Emo kids, you can’t stay young and depressed forever. The Promise Ring abandoned their trademark formula for a more stripped down approach. So did the the Get Up Kids . Even the Anniversary moved on and became a ’70s cover band. It was only a matter of time before Saves the Day followed suit. After the success of Stay What You Are, everyone expected a strong follow up. What they got was In Reverie. Strong? Yes. Different? Definitely.

Mira Levitan

What made Saves the Day stand out, aside from their fairly young age, was their ability to blend pop and hardcore punk musicianship with incredibly catchy and sometimes morbid lyrics. In Reverie, the band’s major label debut, finds the group expanding their sound significantly beyond their emo roots. Where emo is often formulaic and all too literal, Saves the Day’s new style is much more diverse and definitely harder to decipher. It’s pure pop now, making the melodies a bit more unpredictable than in their punk days. No longer is lead singer Chris Conley, now a mature 23, threatening the life of some guy named Nick and singing about rocking out to Queen in a friend’s car. Those days, it seems, are over.
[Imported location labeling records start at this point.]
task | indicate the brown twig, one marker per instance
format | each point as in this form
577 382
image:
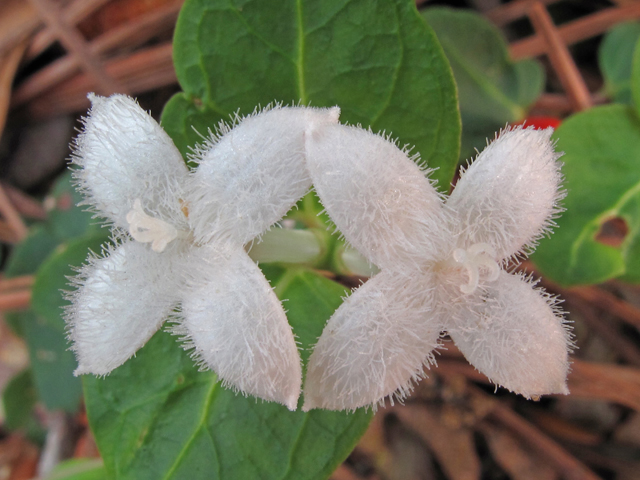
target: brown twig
567 464
609 302
8 67
131 34
576 31
76 44
505 14
142 71
12 216
560 57
624 348
73 14
586 380
25 205
15 283
16 300
18 21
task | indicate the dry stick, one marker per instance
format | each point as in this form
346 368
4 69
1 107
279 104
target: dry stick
142 71
613 383
574 32
18 21
569 467
7 234
76 44
24 281
73 14
12 216
25 205
505 14
560 57
8 66
607 301
560 104
131 34
17 300
623 347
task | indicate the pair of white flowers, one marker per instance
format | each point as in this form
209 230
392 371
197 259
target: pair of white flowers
179 254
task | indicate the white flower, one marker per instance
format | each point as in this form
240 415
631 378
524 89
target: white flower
179 242
441 263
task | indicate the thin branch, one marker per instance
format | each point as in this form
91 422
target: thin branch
8 66
140 72
131 34
505 14
624 348
76 44
578 30
609 302
560 57
569 466
24 281
16 300
12 217
25 205
73 14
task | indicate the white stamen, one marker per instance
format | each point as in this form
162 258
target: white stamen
146 229
476 256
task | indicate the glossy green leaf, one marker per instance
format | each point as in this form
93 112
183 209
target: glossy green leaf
377 60
635 77
67 220
615 58
157 417
602 147
18 399
79 469
44 327
25 259
493 90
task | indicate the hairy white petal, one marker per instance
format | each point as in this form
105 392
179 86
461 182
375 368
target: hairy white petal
377 196
146 229
376 344
123 154
250 176
514 334
509 195
121 302
237 326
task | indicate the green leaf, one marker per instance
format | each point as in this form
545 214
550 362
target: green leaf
602 147
25 259
615 58
79 469
635 77
67 220
157 417
44 327
492 89
378 61
18 399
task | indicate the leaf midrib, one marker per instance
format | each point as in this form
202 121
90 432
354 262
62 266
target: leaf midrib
480 79
201 424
That’s not to say that In Reverie isn’t a good album. The hooks are solid, catchy and still worthy of the road trip sing-along. “Anywhere with You,” “Morning in the Moonlight” and “Tomorrow Too Late” all contain glimmers of the band’s former self. It just feels like In Reverie is missing the spark that made Saves the Day who they are, or who they were. Perhaps it’s Conley’s new relaxed singing style, forced from too much touring. Perhaps they’ve been listening to the White Album too much. Or maybe they’re just finally growing up.